From: Steven D'Aprano on
I have a byte-string which is an escape sequence, that is, it starts with
a backslash, followed by either a single character, a hex or octal escape
sequence. E.g. something like one of these in Python 2.5:

'\\n'
'\\xFF'
'\\023'

If s is such a string, what is the right way to un-escape them to single
character byte strings?

I could decode them to unicode first, then encode to ASCII:

>>> s = '\\n'
>>> assert len(s) == 2
>>> s.decode('unicode-escape').encode()
'\n'

but this fails for non-ASCII bytes:

>>> '\\xFF'.decode('unicode-escape').encode()
Traceback (most recent call last):
File "<stdin>", line 1, in <module>
UnicodeEncodeError: 'ascii' codec can't encode character u'\xff' in
position 0: ordinal not in range(128)





--
Steven

From: Chris Rebert on
On Wed, Jun 30, 2010 at 10:50 PM, Steven D'Aprano
<steve-REMOVE-THIS(a)cybersource.com.au> wrote:
> I have a byte-string which is an escape sequence, that is, it starts with
> a backslash, followed by either a single character, a hex or octal escape
> sequence.
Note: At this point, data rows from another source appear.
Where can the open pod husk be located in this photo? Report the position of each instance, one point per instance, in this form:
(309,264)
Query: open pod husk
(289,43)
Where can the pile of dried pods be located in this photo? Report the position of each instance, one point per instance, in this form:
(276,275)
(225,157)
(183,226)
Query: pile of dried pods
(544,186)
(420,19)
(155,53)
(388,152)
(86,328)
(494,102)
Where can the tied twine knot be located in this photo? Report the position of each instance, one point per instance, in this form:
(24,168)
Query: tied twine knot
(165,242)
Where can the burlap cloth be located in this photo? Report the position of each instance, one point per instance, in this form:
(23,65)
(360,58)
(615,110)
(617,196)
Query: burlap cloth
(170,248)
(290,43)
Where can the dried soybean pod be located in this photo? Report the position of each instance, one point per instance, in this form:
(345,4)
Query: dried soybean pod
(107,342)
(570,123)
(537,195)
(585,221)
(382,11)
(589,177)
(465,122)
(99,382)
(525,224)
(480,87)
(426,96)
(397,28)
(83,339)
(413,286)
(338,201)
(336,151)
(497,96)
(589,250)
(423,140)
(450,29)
E.g. something like one of these in Python 2.5:
>
> '\\n'
> '\\xFF'
> '\\023'
>
> If s is such a string, what is the right way to un-escape them to single
> character byte strings?
>
> I could decode them to unicode first, then encode to ASCII:
>
>>>> s = '\\n'
>>>> assert len(s) == 2
>>>> s.decode('unicode-escape').encode()
> '\n'
>
> but this fails for non-ASCII bytes:
>
>>>> '\\xFF'.decode('unicode-escape').encode()
> Traceback (most recent call last):
>  File "<stdin>", line 1, in <module>
> UnicodeEncodeError: 'ascii' codec can't encode character u'\xff' in
> position 0: ordinal not in range(128)

Python 2.6.5 (r265:79063, May 25 2010, 18:21:57)
>>> '\\xFF'.decode('string_escape')
'\xff'

Cheers,
Chris
--
http://blog.rebertia.com
From: Steven D'Aprano on
On Wed, 30 Jun 2010 23:11:59 -0700, Chris Rebert wrote:

> Python 2.6.5 (r265:79063, May 25 2010, 18:21:57)
>>>> '\\xFF'.decode('string_escape')
> '\xff'

I knew unicode-escape, obviously, and then I tried just 'escape', but
never thought of 'string_escape'.

Thanks for the quick answer.


--
Steven
From: Mark Tolonen on

"Steven D'Aprano" <steve-REMOVE-THIS(a)cybersource.com.au> wrote in message
news:4c2c2cab$0$14136$c3e8da3(a)news.astraweb.com...
>I have a byte-string which is an escape sequence, that is, it starts with
> a backslash, followed by either a single character, a hex or octal escape
> sequence. E.g. something like one of these in Python 2.5:
>
> '\\n'
> '\\xFF'
> '\\023'
>
> If s is such a string, what is the right way to un-escape them to single
> character byte strings?
>
> I could decode them to unicode first, then encode to ASCII:
>
>>>> s = '\\n'
>>>> assert len(s) == 2
>>>> s.decode('unicode-escape').encode()
> '\n'
>
> but this fails for non-ASCII bytes:
>
>>>> '\\xFF'.decode('unicode-escape').encode()
> Traceback (most recent call last):
> File "<stdin>", line 1, in <module>
> UnicodeEncodeError: 'ascii' codec can't encode character u'\xff' in
> position 0: ordinal not in range(128)

Use 'string-escape':

>>> s=['\\n','\\xff','\\023']
>>> for n in s: n.decode('string-escape')
....
'\n'
'\xff'
'\x13'

-Mark